Los Angeles, CA: A number of Pakistani-American and American-Muslim organization have jointly condemned the recent “honor” killings of four young women by their father in Pakistan on Dec 28. Nazir Ahmed, a working class Pakistani, slit the throats of his three young daughters and 25-year old stepsister to salvage his family's "honor" -- a crime that shocked the whole nation.

This age-old tribal custom of "honor killing" pre-dates Islam and has nothing to do with Islamic beliefs and values. Islam does not allow individuals to take laws in their own hands. Moreover, Islam forbids and strongly condemns the killing of innocent persons. Before the advent of Islam, killing newborn baby girls, who were thought to bring dishonor to the family, was a common practice. Islam abolished that custom and elevated the status of women in society to equal partners with rights to education, property and political participation.
It is extremely painful for Muslims to see these barbaric pre-Islamic customs persevered in Muslim societies. Honor killings, residual of tribal and feudal cultural values, cannot be changed by punishment alone, though stringent penalties must be imposed on guilty individuals. The state and the civil society, residents and expatriates, groups and individuals, all share equal responsibility for eradicating this diseased behavior pattern.

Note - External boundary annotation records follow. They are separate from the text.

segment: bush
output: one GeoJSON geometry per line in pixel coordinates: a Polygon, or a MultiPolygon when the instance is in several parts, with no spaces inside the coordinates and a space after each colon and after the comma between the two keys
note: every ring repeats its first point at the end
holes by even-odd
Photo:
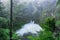
{"type": "Polygon", "coordinates": [[[8,28],[8,23],[8,19],[0,17],[0,28],[8,28]]]}
{"type": "Polygon", "coordinates": [[[49,31],[52,31],[52,32],[54,32],[54,30],[55,30],[55,18],[53,18],[53,17],[48,17],[48,18],[46,18],[46,20],[45,20],[45,23],[44,23],[44,26],[47,28],[47,29],[49,29],[49,31]]]}
{"type": "MultiPolygon", "coordinates": [[[[15,33],[13,33],[12,38],[13,40],[20,40],[15,33]]],[[[0,28],[0,40],[9,40],[9,39],[10,39],[9,29],[0,28]]]]}

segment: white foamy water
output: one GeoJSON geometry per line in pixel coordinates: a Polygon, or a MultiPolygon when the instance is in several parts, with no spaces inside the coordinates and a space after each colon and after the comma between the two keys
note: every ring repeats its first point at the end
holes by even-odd
{"type": "Polygon", "coordinates": [[[19,36],[23,36],[24,34],[38,34],[38,32],[42,31],[43,29],[40,27],[40,25],[35,24],[34,21],[31,21],[30,23],[25,24],[22,26],[21,29],[16,31],[16,34],[19,36]]]}

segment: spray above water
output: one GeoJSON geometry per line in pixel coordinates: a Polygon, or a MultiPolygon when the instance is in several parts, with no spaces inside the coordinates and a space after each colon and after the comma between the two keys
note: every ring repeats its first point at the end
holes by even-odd
{"type": "Polygon", "coordinates": [[[19,36],[23,36],[25,34],[28,35],[29,33],[33,35],[38,35],[38,33],[42,30],[43,29],[40,27],[39,24],[35,24],[34,21],[31,21],[30,23],[27,23],[22,26],[21,29],[17,30],[16,34],[18,34],[19,36]]]}

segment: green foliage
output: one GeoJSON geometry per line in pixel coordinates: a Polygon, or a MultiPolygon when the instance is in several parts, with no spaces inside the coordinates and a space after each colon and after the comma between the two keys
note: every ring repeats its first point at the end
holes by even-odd
{"type": "Polygon", "coordinates": [[[9,39],[9,30],[0,28],[0,40],[8,40],[9,39]]]}
{"type": "Polygon", "coordinates": [[[55,18],[53,17],[46,18],[45,26],[47,26],[47,29],[49,29],[50,31],[53,31],[55,28],[55,18]]]}
{"type": "Polygon", "coordinates": [[[56,21],[56,26],[60,26],[60,20],[56,21]]]}
{"type": "MultiPolygon", "coordinates": [[[[10,32],[9,29],[0,28],[0,40],[9,40],[10,39],[9,32],[10,32]]],[[[20,40],[17,34],[15,33],[13,33],[12,38],[13,40],[20,40]]]]}
{"type": "Polygon", "coordinates": [[[3,17],[0,17],[0,27],[1,28],[8,28],[9,20],[3,17]]]}

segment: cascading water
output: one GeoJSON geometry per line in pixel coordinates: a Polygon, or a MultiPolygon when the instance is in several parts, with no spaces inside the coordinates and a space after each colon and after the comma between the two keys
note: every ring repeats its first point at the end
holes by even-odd
{"type": "Polygon", "coordinates": [[[16,31],[16,34],[18,34],[19,36],[26,36],[26,35],[38,35],[38,33],[40,31],[42,31],[43,29],[41,28],[41,26],[39,24],[34,23],[34,21],[31,21],[30,23],[25,24],[24,26],[22,26],[21,29],[16,31]]]}

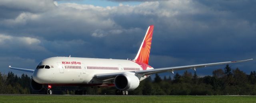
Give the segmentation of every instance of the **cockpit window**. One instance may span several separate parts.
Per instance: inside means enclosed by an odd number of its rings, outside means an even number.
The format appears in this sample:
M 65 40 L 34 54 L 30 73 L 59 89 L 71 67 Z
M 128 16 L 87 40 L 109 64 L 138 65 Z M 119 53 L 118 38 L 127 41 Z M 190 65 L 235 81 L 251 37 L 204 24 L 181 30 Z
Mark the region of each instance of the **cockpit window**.
M 44 68 L 44 65 L 42 66 L 38 66 L 36 67 L 37 69 L 42 69 Z
M 50 66 L 47 66 L 47 65 L 45 66 L 45 67 L 44 67 L 44 68 L 46 68 L 46 69 L 50 69 Z

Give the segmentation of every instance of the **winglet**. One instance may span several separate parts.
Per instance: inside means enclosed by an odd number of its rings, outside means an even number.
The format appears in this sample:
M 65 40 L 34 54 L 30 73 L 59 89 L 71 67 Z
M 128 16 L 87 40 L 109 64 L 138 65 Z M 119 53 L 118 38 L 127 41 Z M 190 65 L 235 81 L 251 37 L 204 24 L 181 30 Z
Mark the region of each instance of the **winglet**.
M 153 30 L 154 25 L 149 26 L 138 54 L 133 60 L 148 64 Z

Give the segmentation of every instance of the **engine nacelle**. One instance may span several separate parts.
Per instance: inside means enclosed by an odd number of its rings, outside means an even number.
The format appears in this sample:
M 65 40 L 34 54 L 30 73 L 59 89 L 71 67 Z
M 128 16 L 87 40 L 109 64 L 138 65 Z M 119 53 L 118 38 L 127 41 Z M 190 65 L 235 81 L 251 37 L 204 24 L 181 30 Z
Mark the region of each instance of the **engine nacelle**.
M 38 84 L 35 82 L 33 78 L 31 80 L 30 82 L 30 86 L 32 87 L 32 89 L 37 91 L 40 91 L 43 89 L 44 86 L 42 84 Z
M 116 87 L 118 89 L 133 90 L 140 84 L 139 78 L 132 72 L 125 72 L 117 75 L 115 78 L 114 83 Z

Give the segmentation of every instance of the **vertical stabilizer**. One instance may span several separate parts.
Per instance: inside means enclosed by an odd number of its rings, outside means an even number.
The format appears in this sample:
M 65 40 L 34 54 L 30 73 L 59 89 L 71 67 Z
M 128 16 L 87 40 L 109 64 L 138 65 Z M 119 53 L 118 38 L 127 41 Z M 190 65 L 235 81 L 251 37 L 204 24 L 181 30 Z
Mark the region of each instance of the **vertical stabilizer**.
M 149 26 L 134 61 L 148 64 L 153 30 L 154 25 Z

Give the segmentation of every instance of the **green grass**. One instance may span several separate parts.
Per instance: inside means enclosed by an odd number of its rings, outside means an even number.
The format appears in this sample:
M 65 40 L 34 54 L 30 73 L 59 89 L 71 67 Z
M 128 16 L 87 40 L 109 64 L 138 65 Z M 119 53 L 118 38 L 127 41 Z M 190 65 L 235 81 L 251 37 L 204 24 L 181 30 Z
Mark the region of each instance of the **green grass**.
M 1 95 L 0 103 L 256 103 L 254 96 Z

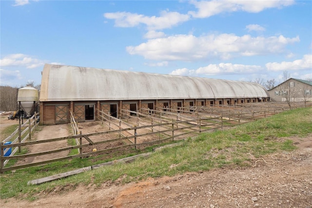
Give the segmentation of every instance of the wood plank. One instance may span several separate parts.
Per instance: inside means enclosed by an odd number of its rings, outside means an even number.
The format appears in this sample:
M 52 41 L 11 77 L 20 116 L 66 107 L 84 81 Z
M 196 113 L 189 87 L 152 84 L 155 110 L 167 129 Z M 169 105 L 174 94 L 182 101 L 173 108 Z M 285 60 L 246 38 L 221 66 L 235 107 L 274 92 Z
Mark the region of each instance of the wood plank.
M 43 183 L 48 182 L 49 181 L 52 181 L 60 179 L 61 178 L 65 178 L 66 177 L 70 176 L 73 175 L 76 175 L 78 173 L 80 173 L 83 172 L 86 172 L 88 170 L 90 170 L 92 169 L 91 166 L 89 166 L 86 167 L 82 167 L 82 168 L 77 169 L 76 170 L 72 170 L 68 172 L 66 172 L 54 175 L 52 176 L 48 176 L 45 178 L 39 178 L 39 179 L 33 180 L 32 181 L 28 181 L 27 182 L 27 185 L 36 185 L 38 184 L 42 184 Z

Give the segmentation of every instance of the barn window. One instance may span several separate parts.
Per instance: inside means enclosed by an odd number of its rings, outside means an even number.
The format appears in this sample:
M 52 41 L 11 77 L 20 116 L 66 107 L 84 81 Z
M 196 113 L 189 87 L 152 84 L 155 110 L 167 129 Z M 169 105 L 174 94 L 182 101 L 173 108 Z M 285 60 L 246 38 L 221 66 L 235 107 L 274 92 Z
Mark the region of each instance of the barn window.
M 177 112 L 180 113 L 181 111 L 180 111 L 180 110 L 182 109 L 182 102 L 177 102 L 177 105 L 178 110 Z
M 194 102 L 193 101 L 191 101 L 190 102 L 190 111 L 194 111 Z
M 130 104 L 130 111 L 136 112 L 136 104 Z M 131 112 L 130 113 L 130 116 L 136 116 L 136 113 Z
M 111 104 L 110 110 L 111 115 L 117 118 L 117 104 Z
M 168 111 L 168 108 L 169 108 L 169 103 L 164 103 L 164 111 Z
M 149 109 L 150 109 L 149 113 L 154 113 L 154 110 L 154 110 L 154 103 L 149 103 L 148 104 L 148 107 Z
M 86 105 L 85 109 L 86 120 L 94 120 L 94 105 Z

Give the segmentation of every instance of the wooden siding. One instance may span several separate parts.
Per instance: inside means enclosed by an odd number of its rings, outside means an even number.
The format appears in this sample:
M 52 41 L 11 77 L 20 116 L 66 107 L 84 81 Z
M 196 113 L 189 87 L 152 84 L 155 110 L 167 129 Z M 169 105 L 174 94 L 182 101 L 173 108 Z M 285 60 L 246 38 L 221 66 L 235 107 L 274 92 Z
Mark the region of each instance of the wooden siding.
M 55 118 L 56 124 L 67 124 L 68 123 L 67 105 L 55 106 Z
M 44 125 L 55 124 L 55 106 L 45 105 L 43 106 L 43 124 Z
M 77 122 L 85 121 L 85 105 L 75 104 L 74 107 L 75 119 Z

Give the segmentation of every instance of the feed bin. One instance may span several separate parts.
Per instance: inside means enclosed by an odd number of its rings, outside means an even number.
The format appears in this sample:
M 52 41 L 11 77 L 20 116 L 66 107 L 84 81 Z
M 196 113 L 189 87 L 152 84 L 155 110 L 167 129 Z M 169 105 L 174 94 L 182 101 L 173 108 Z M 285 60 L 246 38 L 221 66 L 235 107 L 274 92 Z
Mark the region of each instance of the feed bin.
M 38 90 L 30 86 L 19 89 L 18 102 L 20 107 L 23 111 L 26 116 L 31 116 L 35 112 L 36 103 L 38 102 Z
M 11 145 L 11 144 L 12 144 L 12 142 L 6 142 L 6 143 L 4 143 L 4 145 Z M 5 152 L 7 149 L 8 150 L 6 152 Z M 11 153 L 12 153 L 12 147 L 4 148 L 4 149 L 3 149 L 3 151 L 4 152 L 4 156 L 5 157 L 9 156 Z

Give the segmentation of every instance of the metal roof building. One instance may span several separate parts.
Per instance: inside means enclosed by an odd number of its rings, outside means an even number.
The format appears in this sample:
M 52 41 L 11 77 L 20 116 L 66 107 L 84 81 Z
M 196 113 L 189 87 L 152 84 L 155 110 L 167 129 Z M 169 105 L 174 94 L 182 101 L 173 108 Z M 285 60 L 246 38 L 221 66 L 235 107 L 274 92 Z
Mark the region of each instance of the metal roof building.
M 269 101 L 270 98 L 263 87 L 251 82 L 48 64 L 42 75 L 40 118 L 46 124 L 68 122 L 65 115 L 58 121 L 59 106 L 67 106 L 62 113 L 68 114 L 70 110 L 78 114 L 78 120 L 85 121 L 96 120 L 97 109 L 117 117 L 121 109 L 233 104 Z M 93 116 L 86 114 L 89 110 L 85 105 L 92 109 Z M 80 109 L 77 113 L 75 109 L 80 108 L 84 112 Z M 115 110 L 117 113 L 113 114 Z M 47 113 L 55 115 L 54 121 L 45 116 Z M 89 116 L 91 119 L 87 119 Z

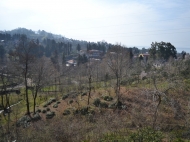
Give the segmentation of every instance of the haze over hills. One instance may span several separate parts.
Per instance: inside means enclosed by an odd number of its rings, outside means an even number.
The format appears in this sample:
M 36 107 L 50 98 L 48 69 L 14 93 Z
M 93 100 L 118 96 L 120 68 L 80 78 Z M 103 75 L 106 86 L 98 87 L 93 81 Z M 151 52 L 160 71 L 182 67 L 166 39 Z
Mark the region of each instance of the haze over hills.
M 31 29 L 26 29 L 26 28 L 16 28 L 16 29 L 13 29 L 13 30 L 10 30 L 10 31 L 0 31 L 0 33 L 8 33 L 8 34 L 11 34 L 11 35 L 25 34 L 25 35 L 27 35 L 27 37 L 29 39 L 38 39 L 40 42 L 42 42 L 44 39 L 54 39 L 56 42 L 69 42 L 69 43 L 72 44 L 72 47 L 74 47 L 74 49 L 76 49 L 78 44 L 81 45 L 82 49 L 86 49 L 87 43 L 89 42 L 89 41 L 83 41 L 83 40 L 68 38 L 68 37 L 62 36 L 60 34 L 54 34 L 54 33 L 51 33 L 51 32 L 46 32 L 44 30 L 33 31 Z M 112 45 L 111 43 L 107 43 L 104 40 L 103 41 L 97 41 L 97 43 L 98 42 L 103 42 L 107 46 Z M 158 42 L 160 42 L 160 41 L 158 41 Z M 94 42 L 92 42 L 92 43 L 94 43 Z M 150 43 L 150 46 L 151 46 L 151 43 Z M 131 46 L 128 46 L 128 48 L 136 47 L 136 48 L 141 50 L 141 49 L 149 49 L 150 46 L 131 45 Z M 181 53 L 182 51 L 190 53 L 190 48 L 187 48 L 187 47 L 184 47 L 184 48 L 182 48 L 182 47 L 177 48 L 176 47 L 176 50 L 177 50 L 178 53 Z

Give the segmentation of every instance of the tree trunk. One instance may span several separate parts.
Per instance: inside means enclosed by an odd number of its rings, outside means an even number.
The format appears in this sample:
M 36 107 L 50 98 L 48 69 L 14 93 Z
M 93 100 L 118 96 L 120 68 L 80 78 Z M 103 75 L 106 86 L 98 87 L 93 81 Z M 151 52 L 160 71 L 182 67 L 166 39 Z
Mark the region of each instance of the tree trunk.
M 27 107 L 27 115 L 30 115 L 30 105 L 29 105 L 29 99 L 28 99 L 28 82 L 27 82 L 27 72 L 28 72 L 28 65 L 26 63 L 26 68 L 25 68 L 25 74 L 24 74 L 24 79 L 25 79 L 25 95 L 26 95 L 26 107 Z
M 91 78 L 91 75 L 89 76 L 88 79 L 89 79 L 89 82 L 88 82 L 88 85 L 89 85 L 89 93 L 88 93 L 88 107 L 87 107 L 87 108 L 89 109 L 89 104 L 90 104 L 90 94 L 91 94 L 91 81 L 92 81 L 92 80 L 91 80 L 91 79 L 92 79 L 92 78 Z

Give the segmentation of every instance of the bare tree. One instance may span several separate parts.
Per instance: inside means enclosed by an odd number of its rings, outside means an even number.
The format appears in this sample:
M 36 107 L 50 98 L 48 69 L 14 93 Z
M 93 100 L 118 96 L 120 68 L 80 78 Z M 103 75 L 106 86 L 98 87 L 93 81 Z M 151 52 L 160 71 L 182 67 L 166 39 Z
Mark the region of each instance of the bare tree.
M 16 45 L 14 52 L 10 55 L 12 56 L 12 63 L 15 65 L 16 71 L 20 73 L 20 75 L 24 78 L 24 86 L 25 86 L 25 97 L 26 97 L 26 114 L 30 115 L 30 105 L 29 105 L 29 97 L 28 97 L 28 80 L 30 77 L 30 65 L 35 61 L 36 53 L 36 43 L 32 41 L 28 41 L 26 35 L 22 35 L 21 39 Z
M 116 106 L 120 102 L 120 89 L 122 78 L 126 75 L 127 66 L 130 62 L 129 54 L 126 48 L 121 45 L 115 45 L 106 55 L 107 65 L 116 78 L 115 94 L 117 96 Z
M 53 79 L 55 68 L 46 57 L 37 59 L 31 66 L 31 90 L 34 103 L 33 112 L 35 113 L 38 92 Z

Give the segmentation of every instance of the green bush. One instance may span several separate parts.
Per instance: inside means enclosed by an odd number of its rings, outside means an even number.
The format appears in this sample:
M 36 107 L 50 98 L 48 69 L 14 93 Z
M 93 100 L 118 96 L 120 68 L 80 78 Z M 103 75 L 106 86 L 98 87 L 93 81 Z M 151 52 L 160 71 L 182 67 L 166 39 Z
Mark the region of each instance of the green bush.
M 102 108 L 108 108 L 108 104 L 106 104 L 105 102 L 100 103 L 100 107 Z
M 105 101 L 112 101 L 113 98 L 111 96 L 104 96 L 103 97 Z
M 46 113 L 46 119 L 51 119 L 55 116 L 55 112 L 48 111 Z
M 94 104 L 96 107 L 98 107 L 98 106 L 100 105 L 100 103 L 101 103 L 101 101 L 100 101 L 99 98 L 96 98 L 96 99 L 94 100 L 94 102 L 93 102 L 93 104 Z
M 39 113 L 34 114 L 34 116 L 32 118 L 32 120 L 34 120 L 34 121 L 37 121 L 37 120 L 40 120 L 40 119 L 41 119 L 41 116 L 39 115 Z
M 57 104 L 60 104 L 61 102 L 60 102 L 60 101 L 57 101 L 56 103 L 57 103 Z
M 86 96 L 86 95 L 87 95 L 87 92 L 82 93 L 82 96 Z
M 69 104 L 72 104 L 73 103 L 73 100 L 69 100 Z
M 65 100 L 65 99 L 67 99 L 68 97 L 69 97 L 69 94 L 65 94 L 65 95 L 62 96 L 62 100 Z
M 40 113 L 40 112 L 41 112 L 41 109 L 37 109 L 37 110 L 36 110 L 36 113 Z
M 57 107 L 58 107 L 58 104 L 57 104 L 57 103 L 53 105 L 53 108 L 57 108 Z
M 131 133 L 127 140 L 135 142 L 161 142 L 163 134 L 160 131 L 155 131 L 152 128 L 142 128 L 137 132 Z
M 56 102 L 56 99 L 55 98 L 50 98 L 50 101 L 51 102 Z
M 81 113 L 82 115 L 88 114 L 88 107 L 83 107 L 83 108 L 80 110 L 80 113 Z
M 23 126 L 23 128 L 26 128 L 30 125 L 30 122 L 31 122 L 31 118 L 25 115 L 17 121 L 16 126 L 17 127 Z
M 46 110 L 44 109 L 44 110 L 42 110 L 42 113 L 46 113 Z
M 63 112 L 63 115 L 69 115 L 70 113 L 71 113 L 70 110 L 65 109 L 64 112 Z

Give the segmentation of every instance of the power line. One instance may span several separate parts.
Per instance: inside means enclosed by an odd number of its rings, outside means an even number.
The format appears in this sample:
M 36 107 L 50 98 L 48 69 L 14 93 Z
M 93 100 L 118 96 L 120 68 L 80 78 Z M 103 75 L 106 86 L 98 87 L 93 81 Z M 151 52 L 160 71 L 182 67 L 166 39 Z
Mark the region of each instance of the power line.
M 141 31 L 141 32 L 129 32 L 129 33 L 108 33 L 108 34 L 96 34 L 96 35 L 82 35 L 82 36 L 100 36 L 100 35 L 118 35 L 118 34 L 133 34 L 133 33 L 146 33 L 146 32 L 159 32 L 159 31 L 171 31 L 171 30 L 190 30 L 190 28 L 179 29 L 165 29 L 165 30 L 153 30 L 153 31 Z
M 104 38 L 115 38 L 115 37 L 136 37 L 136 36 L 149 36 L 149 35 L 163 35 L 163 34 L 176 34 L 176 33 L 190 33 L 190 31 L 185 32 L 172 32 L 172 33 L 159 33 L 159 34 L 144 34 L 144 35 L 126 35 L 126 36 L 112 36 L 112 37 L 104 37 Z M 130 33 L 129 33 L 130 34 Z M 87 38 L 87 39 L 94 39 L 94 38 Z
M 190 18 L 190 17 L 188 16 L 188 17 L 171 18 L 171 19 L 165 19 L 165 20 L 148 21 L 148 22 L 125 23 L 125 24 L 118 24 L 118 25 L 105 25 L 105 26 L 98 26 L 98 27 L 76 28 L 76 29 L 68 29 L 68 30 L 81 30 L 81 29 L 107 28 L 107 27 L 113 27 L 113 26 L 132 25 L 132 24 L 143 24 L 143 23 L 151 23 L 151 22 L 154 23 L 154 22 L 160 22 L 160 21 L 169 21 L 169 20 L 186 19 L 186 18 Z

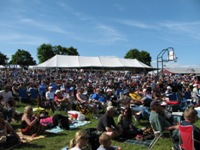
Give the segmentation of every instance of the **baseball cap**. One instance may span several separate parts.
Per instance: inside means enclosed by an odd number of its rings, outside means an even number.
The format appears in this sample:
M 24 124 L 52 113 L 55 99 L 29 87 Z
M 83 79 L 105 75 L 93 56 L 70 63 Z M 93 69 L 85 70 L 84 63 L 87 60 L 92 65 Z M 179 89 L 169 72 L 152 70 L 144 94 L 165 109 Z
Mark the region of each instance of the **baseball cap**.
M 152 100 L 150 103 L 150 107 L 156 106 L 156 105 L 160 105 L 160 102 L 157 100 Z

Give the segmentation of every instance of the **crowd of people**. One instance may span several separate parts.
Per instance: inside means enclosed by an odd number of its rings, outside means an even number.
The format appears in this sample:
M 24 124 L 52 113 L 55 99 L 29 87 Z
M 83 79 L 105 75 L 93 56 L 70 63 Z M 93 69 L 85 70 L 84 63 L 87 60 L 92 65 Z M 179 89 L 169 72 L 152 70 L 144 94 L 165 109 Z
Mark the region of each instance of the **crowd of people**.
M 124 71 L 5 69 L 0 70 L 0 79 L 0 112 L 6 124 L 11 124 L 19 115 L 17 101 L 28 105 L 21 118 L 21 131 L 32 136 L 44 133 L 40 118 L 34 116 L 29 106 L 32 103 L 48 107 L 53 113 L 56 110 L 74 110 L 81 105 L 99 119 L 96 126 L 97 132 L 102 135 L 99 150 L 110 147 L 110 139 L 142 134 L 134 126 L 133 119 L 150 120 L 157 130 L 178 130 L 165 109 L 171 93 L 180 93 L 194 106 L 199 105 L 200 84 L 195 75 L 158 78 L 156 75 Z M 99 114 L 100 110 L 103 114 Z M 117 123 L 114 121 L 116 114 Z M 71 147 L 81 149 L 86 136 L 83 131 L 77 132 Z

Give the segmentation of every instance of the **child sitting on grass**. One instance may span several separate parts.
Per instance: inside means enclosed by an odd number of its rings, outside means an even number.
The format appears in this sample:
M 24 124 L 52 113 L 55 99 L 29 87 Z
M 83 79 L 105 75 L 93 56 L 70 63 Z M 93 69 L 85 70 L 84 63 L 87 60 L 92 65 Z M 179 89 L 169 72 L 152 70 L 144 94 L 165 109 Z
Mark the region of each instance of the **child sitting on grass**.
M 111 145 L 111 137 L 105 132 L 102 133 L 99 137 L 100 146 L 97 150 L 122 150 L 121 147 Z

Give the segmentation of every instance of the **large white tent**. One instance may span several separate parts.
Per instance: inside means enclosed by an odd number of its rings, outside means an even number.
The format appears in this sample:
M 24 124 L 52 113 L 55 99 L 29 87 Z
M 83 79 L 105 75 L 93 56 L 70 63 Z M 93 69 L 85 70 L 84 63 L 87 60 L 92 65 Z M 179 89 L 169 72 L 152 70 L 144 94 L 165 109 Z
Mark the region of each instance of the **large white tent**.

The joint statement reads:

“We strongly condemn last week's murder of four young Pakistani women by their father, who was motivated by the tribal notion of ‘family honor’. The Pakistan Government must follow due process in trying the suspect and, if found guilty, imposing maximum penalty under the law. It must also engage relevant NGOs in training law enforcement agencies to detect and prevent violent crimes against women. Presently, victims fear the police as much as the perpetrators of violence.

“Recognizing that this social malady cannot be fixed by a government decree alone, several sectors of the state and the civil society – law enforcement agencies, courts, media, academia, clergy, NGOs, and intelligentsia – must come together and workout a shared, long-term, strategy to eradiate this diseased behavior pattern.

“Pakistani civil society must focus all its creative energies at the popular culture to help stop glorification of violence in general, violence against women in particular, and retrograde values as a matter of principle.”

The joint statement was issued by the following organizations: American Muslim Alliance (AMA), Association of Pakistani Professionals (AOPP), Pakistan American Democratic Forum (PADF), Pakistan Community Association of New Orleans (PCANO), Pakistan League of America (PLA), Pakistan-USA Freedom Forum (PUFF), and United Muslims of America (UMA).